Unlike with warfarin, no specific antidote is available to reverse the anticoagulant effects of dabigatran. Administration of vitamin K or an infusion of plasma will not reverse the anticoagulant effect. Treatment in secondary care may involve the use of oral charcoal (but only if ingestion of dabigatran was less than two hours previously), transfusion of blood products or clotting factors, use of anti-fibrinolytic agents intravenously and consideration of haemodialysis, particularly if there is moderate to severe renal impairment.

Oral tranexamic acid (15mg/kg four times a day), along with local haemostatic measures (e.g. compression) may be considered for the treatment of mild bleeding. Intravenous tranexamic acid is used in a secondary care setting for more severe bleeding.

Reporting is an essential part of monitoring for any medicine, but particularly new medicines, so prescribers are encouraged to report all adverse events regardless of whether the patient required hospitalisation.


9. Your peers Answer
Dabigatran should not be started until at least two days after warfarin is stopped 3%
Dabigatran can be started after warfarin has stopped once the INR is < 2 99%
In atrial fibrillation, dabigatran should be started at a dose of 110 mg twice daily and increased to 150 mg twice daily if tolerated 3%
APTT should be checked regularly for the first month after the switch 1%
 Question 9 comments

When switching from warfarin to dabigatran, stop warfarin and start dabigatran when the INR is less than 2.0. No titration is necessary from a lower dose to higher dose.

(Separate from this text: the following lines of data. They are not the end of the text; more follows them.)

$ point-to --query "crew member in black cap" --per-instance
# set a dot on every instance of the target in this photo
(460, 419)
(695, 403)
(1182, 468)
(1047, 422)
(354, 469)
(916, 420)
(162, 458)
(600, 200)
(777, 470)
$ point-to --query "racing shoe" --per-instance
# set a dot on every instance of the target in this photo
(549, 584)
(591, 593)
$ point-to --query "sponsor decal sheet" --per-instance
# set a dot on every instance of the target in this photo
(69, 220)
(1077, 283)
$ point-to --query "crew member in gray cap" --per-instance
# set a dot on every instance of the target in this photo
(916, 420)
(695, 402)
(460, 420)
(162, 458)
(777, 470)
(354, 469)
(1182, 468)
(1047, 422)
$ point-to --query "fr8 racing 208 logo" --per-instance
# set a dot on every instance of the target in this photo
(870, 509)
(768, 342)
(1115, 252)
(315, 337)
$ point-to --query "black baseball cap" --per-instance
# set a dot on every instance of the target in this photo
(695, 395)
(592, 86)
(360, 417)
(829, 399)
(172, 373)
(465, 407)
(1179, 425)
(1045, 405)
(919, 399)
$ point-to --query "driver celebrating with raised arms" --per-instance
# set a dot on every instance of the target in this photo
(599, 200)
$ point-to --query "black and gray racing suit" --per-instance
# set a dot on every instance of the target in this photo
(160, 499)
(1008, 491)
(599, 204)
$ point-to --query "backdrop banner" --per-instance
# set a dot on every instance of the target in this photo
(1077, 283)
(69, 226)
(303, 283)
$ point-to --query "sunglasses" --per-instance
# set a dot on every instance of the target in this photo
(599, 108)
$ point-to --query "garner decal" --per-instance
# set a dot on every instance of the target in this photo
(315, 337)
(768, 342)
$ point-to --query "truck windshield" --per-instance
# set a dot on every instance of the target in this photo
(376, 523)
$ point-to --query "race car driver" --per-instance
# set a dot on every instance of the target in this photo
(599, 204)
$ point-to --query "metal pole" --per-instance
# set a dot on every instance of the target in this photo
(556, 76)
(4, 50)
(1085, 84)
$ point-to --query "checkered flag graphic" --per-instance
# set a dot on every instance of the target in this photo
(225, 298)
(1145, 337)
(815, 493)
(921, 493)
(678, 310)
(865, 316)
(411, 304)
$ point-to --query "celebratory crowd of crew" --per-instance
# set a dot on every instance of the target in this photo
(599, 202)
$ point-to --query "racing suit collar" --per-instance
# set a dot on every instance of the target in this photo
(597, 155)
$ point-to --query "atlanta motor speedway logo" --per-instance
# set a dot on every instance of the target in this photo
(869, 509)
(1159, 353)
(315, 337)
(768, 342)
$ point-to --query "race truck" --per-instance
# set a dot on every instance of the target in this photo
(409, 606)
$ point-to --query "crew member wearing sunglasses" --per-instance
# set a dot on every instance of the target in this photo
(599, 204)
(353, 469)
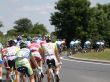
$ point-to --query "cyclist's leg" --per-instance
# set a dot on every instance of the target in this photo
(17, 76)
(48, 70)
(0, 72)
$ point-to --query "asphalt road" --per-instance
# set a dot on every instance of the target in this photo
(75, 71)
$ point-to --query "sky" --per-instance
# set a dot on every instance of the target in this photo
(35, 10)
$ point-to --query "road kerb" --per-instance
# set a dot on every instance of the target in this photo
(89, 60)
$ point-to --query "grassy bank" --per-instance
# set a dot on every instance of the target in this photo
(104, 55)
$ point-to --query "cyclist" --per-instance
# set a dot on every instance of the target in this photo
(36, 51)
(59, 45)
(22, 62)
(28, 40)
(1, 47)
(87, 46)
(51, 55)
(9, 55)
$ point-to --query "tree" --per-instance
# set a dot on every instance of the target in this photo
(23, 25)
(71, 18)
(12, 32)
(39, 29)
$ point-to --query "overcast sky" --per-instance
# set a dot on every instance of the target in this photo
(35, 10)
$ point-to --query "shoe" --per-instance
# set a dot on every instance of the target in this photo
(57, 77)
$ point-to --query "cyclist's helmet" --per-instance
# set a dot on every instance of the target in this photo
(11, 43)
(23, 45)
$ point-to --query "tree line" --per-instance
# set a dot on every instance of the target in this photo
(24, 26)
(78, 19)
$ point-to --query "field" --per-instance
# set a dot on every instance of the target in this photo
(103, 55)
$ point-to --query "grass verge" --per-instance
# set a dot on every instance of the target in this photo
(104, 55)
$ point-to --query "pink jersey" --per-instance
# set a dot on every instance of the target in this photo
(43, 42)
(34, 47)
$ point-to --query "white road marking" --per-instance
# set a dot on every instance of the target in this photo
(84, 61)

Blood tests such as activated partial thromboplastin time (aPTT) and the thrombin time (TT) have no role in the monitoring or the fine tuning of dabigatran dosing. The aPTT has limited sensitivity and should only to be used as a guide to the management of patients with acute bleeding (to indicate whether there is anticoagulant activity present).


10. Your peers Answer
It is not necessary to stop dabigatran as the risk of bleeding is much less than with warfarin 1%
It is only necessary to stop dabigatran prior to major surgery 7%
Dabigatran should be stopped at least 72 hours prior to major surgery 44% +/-
In people at moderate risk of bleeding, dabigatran should be stopped 24 – 48 hours prior to surgery 79% +/-
 Question 10 comments

At present there is limited evidence and clinical experience with the use of dabigatran prior to surgery. It is anticipated that the risk of bleeding with dabigatran is likely to be similar to the risk for a patient taking warfarin.

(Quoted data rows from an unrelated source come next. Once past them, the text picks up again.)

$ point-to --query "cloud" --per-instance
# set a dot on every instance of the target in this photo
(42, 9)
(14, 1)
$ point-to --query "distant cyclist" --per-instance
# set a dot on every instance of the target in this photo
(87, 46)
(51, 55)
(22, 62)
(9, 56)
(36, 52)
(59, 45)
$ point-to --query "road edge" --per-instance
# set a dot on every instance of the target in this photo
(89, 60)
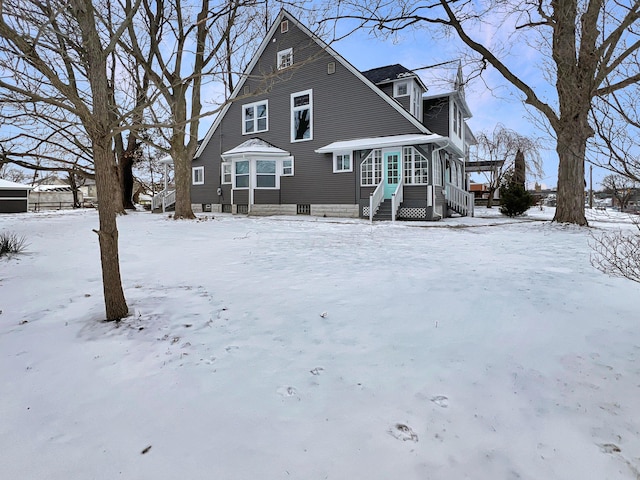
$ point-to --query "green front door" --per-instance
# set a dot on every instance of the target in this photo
(391, 173)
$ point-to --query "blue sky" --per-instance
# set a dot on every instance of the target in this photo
(492, 99)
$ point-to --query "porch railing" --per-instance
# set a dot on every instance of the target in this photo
(396, 199)
(375, 199)
(163, 200)
(460, 200)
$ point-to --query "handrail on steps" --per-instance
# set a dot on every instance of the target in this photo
(459, 199)
(396, 199)
(375, 199)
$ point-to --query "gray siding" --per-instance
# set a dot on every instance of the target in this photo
(436, 115)
(343, 108)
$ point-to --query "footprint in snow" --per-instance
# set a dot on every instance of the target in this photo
(287, 391)
(403, 432)
(610, 448)
(441, 401)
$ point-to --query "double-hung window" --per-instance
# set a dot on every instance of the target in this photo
(265, 174)
(302, 116)
(226, 173)
(285, 58)
(342, 162)
(401, 89)
(287, 167)
(255, 117)
(197, 175)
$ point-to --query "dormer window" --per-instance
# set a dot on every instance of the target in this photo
(285, 58)
(401, 89)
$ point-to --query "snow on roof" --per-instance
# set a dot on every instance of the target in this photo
(7, 185)
(255, 145)
(52, 188)
(381, 142)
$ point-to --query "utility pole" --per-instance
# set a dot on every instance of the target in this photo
(591, 187)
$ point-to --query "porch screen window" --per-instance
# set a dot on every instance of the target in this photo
(371, 169)
(265, 174)
(342, 162)
(437, 172)
(416, 167)
(255, 118)
(197, 174)
(226, 173)
(242, 174)
(301, 116)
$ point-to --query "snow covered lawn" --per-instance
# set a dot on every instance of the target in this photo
(311, 348)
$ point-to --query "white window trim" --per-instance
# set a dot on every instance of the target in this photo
(396, 87)
(253, 171)
(224, 165)
(282, 54)
(294, 109)
(194, 173)
(255, 119)
(335, 162)
(233, 174)
(293, 169)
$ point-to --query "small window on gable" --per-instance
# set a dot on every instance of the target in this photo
(226, 173)
(285, 58)
(255, 117)
(455, 118)
(302, 116)
(342, 162)
(197, 175)
(401, 89)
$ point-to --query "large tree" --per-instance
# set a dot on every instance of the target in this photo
(587, 50)
(57, 53)
(176, 42)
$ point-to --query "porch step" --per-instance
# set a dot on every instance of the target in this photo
(384, 211)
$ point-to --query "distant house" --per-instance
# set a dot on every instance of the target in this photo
(307, 133)
(14, 197)
(57, 196)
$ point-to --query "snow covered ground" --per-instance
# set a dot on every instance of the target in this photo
(312, 348)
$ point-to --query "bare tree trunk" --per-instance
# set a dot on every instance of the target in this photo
(108, 207)
(100, 131)
(570, 206)
(181, 160)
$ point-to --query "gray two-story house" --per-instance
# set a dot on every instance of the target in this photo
(307, 133)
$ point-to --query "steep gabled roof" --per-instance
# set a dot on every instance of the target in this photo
(265, 42)
(7, 185)
(391, 73)
(388, 73)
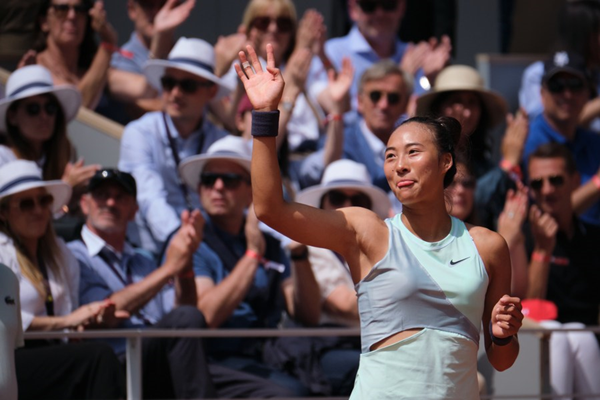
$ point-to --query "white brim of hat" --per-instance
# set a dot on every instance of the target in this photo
(60, 190)
(67, 95)
(155, 69)
(191, 167)
(495, 105)
(380, 201)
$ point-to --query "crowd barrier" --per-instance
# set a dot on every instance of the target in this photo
(134, 339)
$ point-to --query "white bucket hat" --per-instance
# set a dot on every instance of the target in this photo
(33, 80)
(463, 77)
(230, 148)
(21, 175)
(347, 174)
(196, 56)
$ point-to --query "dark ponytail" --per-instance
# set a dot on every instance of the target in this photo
(446, 133)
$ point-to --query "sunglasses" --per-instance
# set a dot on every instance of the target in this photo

Current recommendations include:

  • For people with a standard risk of bleeding, dabigatran should be temporarily discontinued for 24 to 48 hours before elective surgical procedures
  • For people at increased risk (e.g. older people, concomitant use of antiplatelet medicines, cardiac, respiratory or liver disease) or those having procedures with a high bleeding risk (e.g. any major surgery, spinal anaesthesia), dabigatran should be discontinued two to four days prior to the surgery. If the risk of bleeding is high, a normal aPTT result will indicate a lack of residual anticoagulant effect and so may be reassuring prior to major surgery.
  • There is limited information about the use of dabigatran in situations such as dental extractions and minor surgery. In these situations, warfarin will sometimes be continued especially of the INR is at the lower end of the therapeutic range and the individual risk of bleeding is low. A similar assessment of risk can be applied to dabigatran, although bearing in mind that a bleeding event with dabigatran cannot be reversed.

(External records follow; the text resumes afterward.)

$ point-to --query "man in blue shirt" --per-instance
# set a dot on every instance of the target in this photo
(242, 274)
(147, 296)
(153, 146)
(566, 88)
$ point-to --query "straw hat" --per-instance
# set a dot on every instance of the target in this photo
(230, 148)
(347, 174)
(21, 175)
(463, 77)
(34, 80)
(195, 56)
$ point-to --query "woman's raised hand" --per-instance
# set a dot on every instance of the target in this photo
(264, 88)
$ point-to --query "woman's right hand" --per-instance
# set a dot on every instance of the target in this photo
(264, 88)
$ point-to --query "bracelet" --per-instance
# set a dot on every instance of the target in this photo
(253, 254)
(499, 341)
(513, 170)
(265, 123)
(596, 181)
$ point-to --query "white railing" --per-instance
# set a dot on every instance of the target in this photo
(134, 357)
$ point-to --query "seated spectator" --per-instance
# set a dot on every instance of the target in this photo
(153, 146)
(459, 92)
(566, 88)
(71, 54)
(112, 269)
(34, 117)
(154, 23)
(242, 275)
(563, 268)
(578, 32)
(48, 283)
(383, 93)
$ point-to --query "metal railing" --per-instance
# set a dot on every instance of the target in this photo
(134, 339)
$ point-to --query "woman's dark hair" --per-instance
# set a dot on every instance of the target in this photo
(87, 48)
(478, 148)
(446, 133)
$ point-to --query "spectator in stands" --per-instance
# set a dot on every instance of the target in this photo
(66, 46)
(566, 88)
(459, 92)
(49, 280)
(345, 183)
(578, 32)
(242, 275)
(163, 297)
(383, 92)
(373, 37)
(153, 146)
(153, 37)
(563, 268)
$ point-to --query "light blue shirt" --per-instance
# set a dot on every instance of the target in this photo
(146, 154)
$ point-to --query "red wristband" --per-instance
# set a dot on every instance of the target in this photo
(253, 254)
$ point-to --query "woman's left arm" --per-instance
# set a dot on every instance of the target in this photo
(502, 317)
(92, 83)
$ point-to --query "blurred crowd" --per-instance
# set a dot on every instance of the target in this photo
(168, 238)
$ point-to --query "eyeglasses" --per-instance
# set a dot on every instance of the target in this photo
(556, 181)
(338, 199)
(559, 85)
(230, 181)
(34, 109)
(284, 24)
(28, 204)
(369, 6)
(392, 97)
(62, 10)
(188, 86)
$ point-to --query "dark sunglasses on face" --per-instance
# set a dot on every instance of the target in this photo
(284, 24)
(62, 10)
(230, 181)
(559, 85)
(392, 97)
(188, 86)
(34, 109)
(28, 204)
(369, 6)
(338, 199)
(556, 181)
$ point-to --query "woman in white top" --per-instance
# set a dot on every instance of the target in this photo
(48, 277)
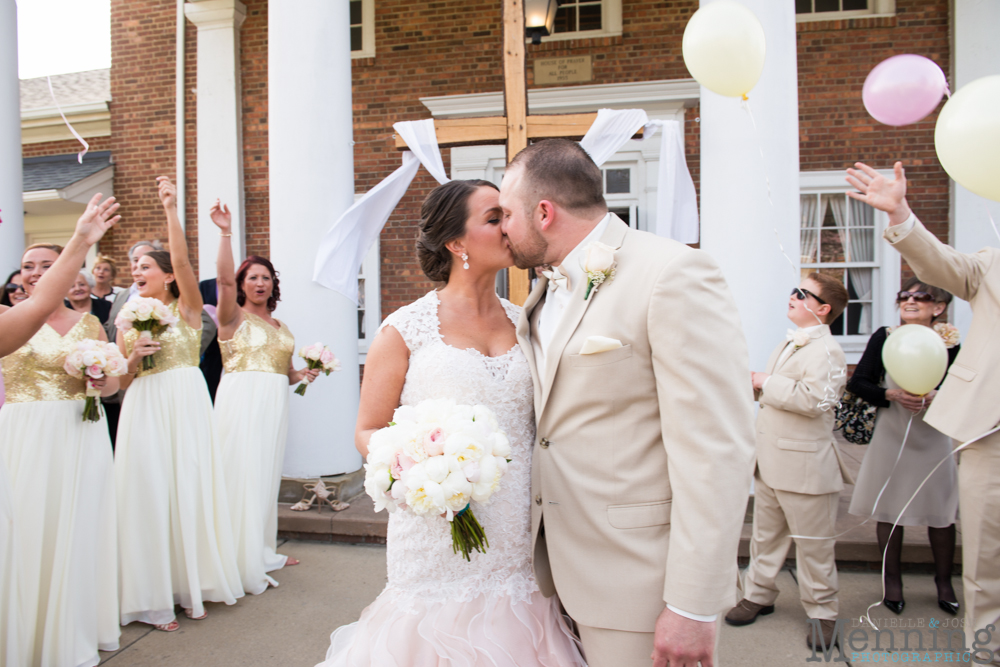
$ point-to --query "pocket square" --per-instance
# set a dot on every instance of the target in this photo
(595, 344)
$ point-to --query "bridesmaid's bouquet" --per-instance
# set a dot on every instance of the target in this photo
(93, 359)
(317, 356)
(434, 459)
(148, 315)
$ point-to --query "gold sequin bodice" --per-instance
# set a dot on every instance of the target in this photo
(35, 371)
(258, 346)
(180, 346)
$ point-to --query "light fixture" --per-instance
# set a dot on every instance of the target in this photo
(539, 19)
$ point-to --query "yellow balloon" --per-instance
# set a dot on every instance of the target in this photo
(915, 357)
(967, 137)
(724, 48)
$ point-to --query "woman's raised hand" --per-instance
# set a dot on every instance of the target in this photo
(167, 191)
(221, 216)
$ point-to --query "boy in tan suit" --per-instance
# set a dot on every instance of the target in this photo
(968, 405)
(799, 473)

The majority of respondents answered that people at moderate risk of bleeding should have their dabigatran stopped 24-48 hours prior to surgery. This time frame may be adequate for a patient with a standard risk of bleeding, but for a patient at increased risk, it might be preferable for the dabigatran to be stopped even sooner (e.g. two to four days prior to surgery). The same applies to patients prior to major surgery where it is suggested that dabigatran be stopped two to four days beforehand.


Comments recieved about this article

8 May 2012
Comment from:
Dr Rose Bruce
The cardioprotective effect of warfarin and the significant risk of an MI in the vasculopathic population we are currently being asked to switch to pradaxa makes me less likely to recommend it.